Interpreting anomaly detection of SDSS spectra
Edgar Ortiz Manrique, Médéric Boquien
TL;DR
This work tackles interpretability in anomaly detection for large spectroscopic surveys by combining a variational autoencoder (VAE) – to score spectral outliers via reconstruction errors – with a spectrally adapted LIME framework (LIME-Spectra-Interpreter) that explains which wavelength segments drive each anomaly. Eight anomaly-score variants (four based on mean-squared error and four on inverse-flux weighted $\chi^2$) are computed, with artifact-mitigating variants, enabling nuanced detection of astrophysical outliers and data quality issues. By normalizing LIME explanation weights and clustering the top 1% anomalies, the study reveals seven coherent groups, including artifact-dominated clusters and physically meaningful emission-line populations such as dusty starbursts, metal-poor extreme emitters, and intermediate-metallicity H II regions, all aligned with standard emission-line diagnostics. The framework demonstrates fast explanation generation suitable for high-throughput pipelines and offers a generalizable approach for QC, follow-up targeting, and discovery in current and upcoming surveys.
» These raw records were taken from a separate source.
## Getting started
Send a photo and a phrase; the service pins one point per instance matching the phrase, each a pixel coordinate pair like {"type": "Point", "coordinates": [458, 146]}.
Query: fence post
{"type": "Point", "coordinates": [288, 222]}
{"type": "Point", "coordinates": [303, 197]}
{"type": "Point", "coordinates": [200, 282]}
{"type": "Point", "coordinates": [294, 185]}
Overall, the work provides a transparent, scalable path to connect anomaly scores with physical interpretation in large spectroscopic datasets.
Abstract
The increasing use of ML in astronomy introduces important questions about interpretability. Due to their complexity and non-linear nature, it can be challenging to understand their decision-making process. While these models can effectively identify unusual spectra, interpreting the physical nature of the flagged outliers remains a major challenge. We aim to bridge the gap between anomaly detection and physical understanding by combining deep learning with interpretable ML (iML) techniques to identify and explain anomalous galaxy spectra from SDSS data. We present a flexible framework that uses a variational autoencoder to compute multiple anomaly scores, including physically-motivated variants of the mean squared error. We adapt the iML LIME algorithm to spectroscopic data, systematically explore segmentation and perturbation strategies, and compute explanation weights that identify the features most responsible for each detection. To uncover population-level trends, we normalize the LIME weights and apply clustering to the top 1\% most anomalous spectra. Our approach successfully separates instrumental artifacts from physically meaningful outliers and groups anomalous spectra into astrophysically coherent categories. These include dusty, metal-rich starbursts; chemically-enriched H\,II regions with moderate excitation; and extreme emission-line galaxies with low metallicity and hard ionizing spectra. The explanation weights align with established emission-line diagnostics, enabling a physically-grounded taxonomy of spectroscopic anomalies. Our work shows that interpretable anomaly detection provides a scalable, transparent, and physically meaningful approach to exploring large spectroscopic datasets. Our framework opens the door for incorporating interpretability tools into quality control, follow-up targeting, and discovery pipelines in current and future surveys.